Лёха сбавил скорость и свернул на проселочную дорогу, которая, петляя, уходила куда-то за заросшие лиственным лесом вершины гор. Проехав по проселку ещё часа три, Лёха, наконец, уткнулся бампером в какое-то строение и заглушил двигатель.
– Всё, Серега, приехали. Дальше дороги нет. Я имею в виду на машине дальше не проехать, а пешком, пожалуйста, топай и топай. Пошли в дом, переночуем, как люди, а утром своим пёхом выше в горы почапаем.
Серега вытащил из-под заднего сиденья рюкзак с деньгами и, открыв скрипучую дверь, вошёл в жилище, в котором Лёха уже зажег стоящую на столе керосиновую лампу и что-то шурудил в чугунной буржуйке.
– Щас тепло станет, дрова есть и причём листвяк, а от него, знаешь, жар какой!

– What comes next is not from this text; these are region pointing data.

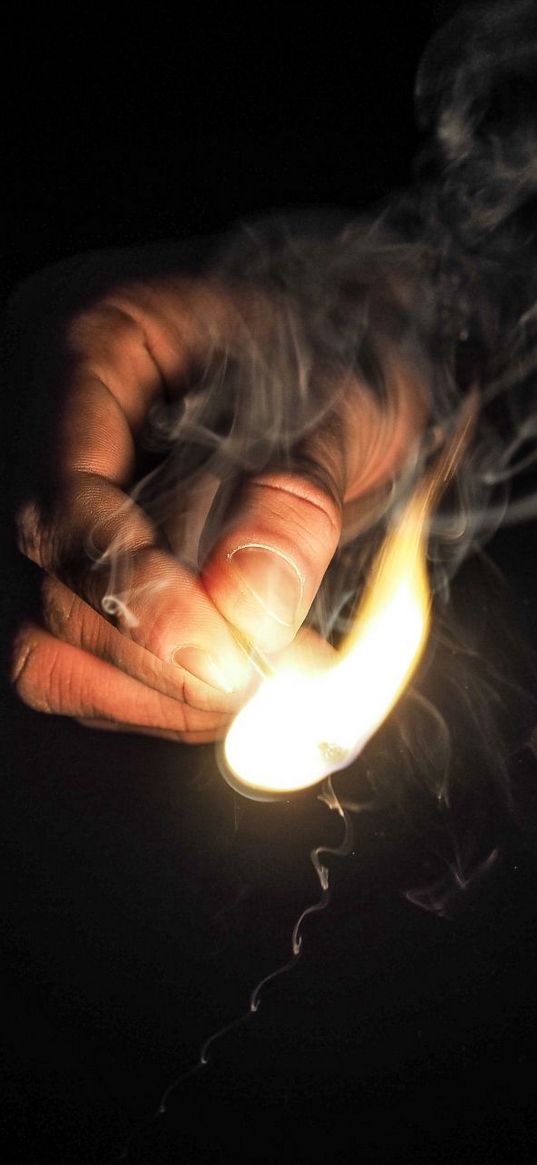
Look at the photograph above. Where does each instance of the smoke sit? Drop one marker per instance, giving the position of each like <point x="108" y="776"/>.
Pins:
<point x="443" y="279"/>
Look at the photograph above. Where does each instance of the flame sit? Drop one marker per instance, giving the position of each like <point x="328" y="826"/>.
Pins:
<point x="299" y="727"/>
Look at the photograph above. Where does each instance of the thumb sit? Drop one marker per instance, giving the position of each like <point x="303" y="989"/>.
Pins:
<point x="265" y="571"/>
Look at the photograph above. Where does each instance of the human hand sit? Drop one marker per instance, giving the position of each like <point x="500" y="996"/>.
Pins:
<point x="169" y="662"/>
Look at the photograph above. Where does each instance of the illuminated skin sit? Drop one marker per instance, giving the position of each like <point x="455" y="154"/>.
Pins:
<point x="174" y="666"/>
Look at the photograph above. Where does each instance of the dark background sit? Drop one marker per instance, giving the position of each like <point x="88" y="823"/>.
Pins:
<point x="140" y="902"/>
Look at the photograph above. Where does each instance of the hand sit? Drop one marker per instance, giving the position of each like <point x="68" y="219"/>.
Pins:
<point x="167" y="659"/>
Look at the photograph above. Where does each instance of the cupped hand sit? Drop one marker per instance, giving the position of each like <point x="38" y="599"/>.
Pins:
<point x="159" y="650"/>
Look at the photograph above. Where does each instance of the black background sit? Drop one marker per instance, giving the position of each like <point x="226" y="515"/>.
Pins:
<point x="140" y="904"/>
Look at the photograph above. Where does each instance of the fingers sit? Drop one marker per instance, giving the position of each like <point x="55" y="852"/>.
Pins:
<point x="56" y="677"/>
<point x="86" y="530"/>
<point x="192" y="678"/>
<point x="266" y="570"/>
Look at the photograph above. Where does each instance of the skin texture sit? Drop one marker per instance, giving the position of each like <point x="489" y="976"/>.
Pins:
<point x="170" y="664"/>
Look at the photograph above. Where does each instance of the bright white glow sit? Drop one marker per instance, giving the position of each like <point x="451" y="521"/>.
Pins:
<point x="298" y="727"/>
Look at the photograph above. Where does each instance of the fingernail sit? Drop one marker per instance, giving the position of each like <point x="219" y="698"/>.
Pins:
<point x="271" y="579"/>
<point x="204" y="666"/>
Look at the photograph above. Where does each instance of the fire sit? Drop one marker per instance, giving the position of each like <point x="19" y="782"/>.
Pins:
<point x="299" y="727"/>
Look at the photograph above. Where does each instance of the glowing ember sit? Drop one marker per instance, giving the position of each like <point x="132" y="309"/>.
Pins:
<point x="298" y="727"/>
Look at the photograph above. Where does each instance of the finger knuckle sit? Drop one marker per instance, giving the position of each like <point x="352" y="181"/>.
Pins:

Ого-го! Нары, которые слева, не занимай, это мои. Я на них всегда сплю, когда в горы ухожу, – сказал Лёха. – Эту избушку я сам и построил, когда молодой ещё совсем был. Ну и туристы или охотники какие тут иногда ночуют.
Серега достал из большой клетчатой челночной сумки, в которых торговцы на Новосибирскую барахолку по утрам товар привозят, две банки говяжьей тушёнки, шмат обильно посыпанного чёрным перцем и чесноком сала и краюху чёрного ржаного хлеба. Этот набор продуктов они купили ещё в городе по настоянию Лехи, который сказал, что он только с таким набором в горы и ходит.
Пока Лёха возился у печки, Серега порезал сало и хлеб и открыл тушенку.
– Готово, что ли? – подошёл к столу Лёха. – Ну, тогда грех не выпить под такую-то закуску! – и поставил на стол литровую, с закатанной металлической крышкой банку. – Открывай, Серега, слезу родниковую. Да не бойся, не отравлю. Это я из заначки достал. Из-под пола, вон там, в углу. Спирт это, на маральих пантах настоянный.
Серега открыл банку, в нос шибанул запах спирта.
– Ну че ты скривился? Наливай. Стаканы вот, на столе стоят, – подвинул Сереге свой стакан Лёха. – Ну хочешь, я первый выпью.